While Motorola has put a lot of effort into the Atrix's Moto Blur skin, the same can't be said for the calling section. It's pretty standard Android fare. It works very well and suggests that perhaps Motorola isn't too bothered about fixing something that isn't broken.
The Contacts section is also standard Android fare on the surface, but when you delve into it, you notice it is integrated with the Moto Blur experience, meaning you get birthdays, and all manner of social media information on a contact.
For example, swiping across one of three screens will give you the contact's contact details on one, your contact history with them on another and their social media updates on a third.
It also means you are able to directly Facebook or Tweet someone in the same way that you would send them an email or a text. Again, it shows just how much Motorola is trying to make the Atrix your social media hub and it works well.
Call quality is good, with just the right amount of bass in the speaker so that conversations don't sound tinny at your end. Callers reported a clear line and no problems with the quality at the other end, and the phone was able to hold onto a signal in the centre of London while in a moving vehicle.

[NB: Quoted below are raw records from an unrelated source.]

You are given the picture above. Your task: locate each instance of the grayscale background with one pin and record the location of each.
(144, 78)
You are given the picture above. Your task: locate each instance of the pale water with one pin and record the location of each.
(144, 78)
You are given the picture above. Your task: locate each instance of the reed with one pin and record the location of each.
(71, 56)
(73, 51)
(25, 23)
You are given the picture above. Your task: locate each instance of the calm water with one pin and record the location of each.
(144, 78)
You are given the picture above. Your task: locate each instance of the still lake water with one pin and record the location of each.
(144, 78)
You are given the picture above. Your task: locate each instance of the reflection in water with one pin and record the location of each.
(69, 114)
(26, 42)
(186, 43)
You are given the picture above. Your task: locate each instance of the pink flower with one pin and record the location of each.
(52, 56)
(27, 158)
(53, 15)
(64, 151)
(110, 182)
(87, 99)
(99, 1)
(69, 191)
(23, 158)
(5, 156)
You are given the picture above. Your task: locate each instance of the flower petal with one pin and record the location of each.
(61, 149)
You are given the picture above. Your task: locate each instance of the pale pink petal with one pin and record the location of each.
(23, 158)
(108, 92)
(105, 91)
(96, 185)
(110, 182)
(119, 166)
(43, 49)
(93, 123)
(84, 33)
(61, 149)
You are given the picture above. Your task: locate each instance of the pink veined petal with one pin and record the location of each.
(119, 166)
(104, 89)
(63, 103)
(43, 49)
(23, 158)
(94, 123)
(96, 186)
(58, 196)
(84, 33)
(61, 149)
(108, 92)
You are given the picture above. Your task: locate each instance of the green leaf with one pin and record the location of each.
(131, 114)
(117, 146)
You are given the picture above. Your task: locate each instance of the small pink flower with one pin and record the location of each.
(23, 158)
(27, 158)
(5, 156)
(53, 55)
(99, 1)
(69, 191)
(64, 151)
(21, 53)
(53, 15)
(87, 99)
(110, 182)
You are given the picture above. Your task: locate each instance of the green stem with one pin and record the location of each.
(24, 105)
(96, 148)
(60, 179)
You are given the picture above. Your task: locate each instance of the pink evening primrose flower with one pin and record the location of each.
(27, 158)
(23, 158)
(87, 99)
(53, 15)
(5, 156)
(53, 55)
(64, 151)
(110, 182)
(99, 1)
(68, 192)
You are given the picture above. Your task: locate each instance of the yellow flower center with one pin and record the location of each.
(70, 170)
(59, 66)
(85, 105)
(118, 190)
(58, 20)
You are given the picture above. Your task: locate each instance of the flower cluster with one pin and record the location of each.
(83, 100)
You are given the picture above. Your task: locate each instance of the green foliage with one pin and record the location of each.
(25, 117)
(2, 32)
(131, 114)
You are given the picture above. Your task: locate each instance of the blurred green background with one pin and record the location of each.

You can make a call by using the contacts or dialler icons on the main home screen or, as with most other Android phones, start tapping a name into the Google search box and the person you're after will eventually pop up. That is, of course, if you haven't set up one of the home screen widgets to take you directly to the contact quickly.
The loudspeaker is very loud. In fact, during a call, it had to be turned down because it was a little too loud. It could work out quite well though, as it's always best to be able to turn it down rather than not be able to turn it up enough if you're trying to get the sound to a few people in a room.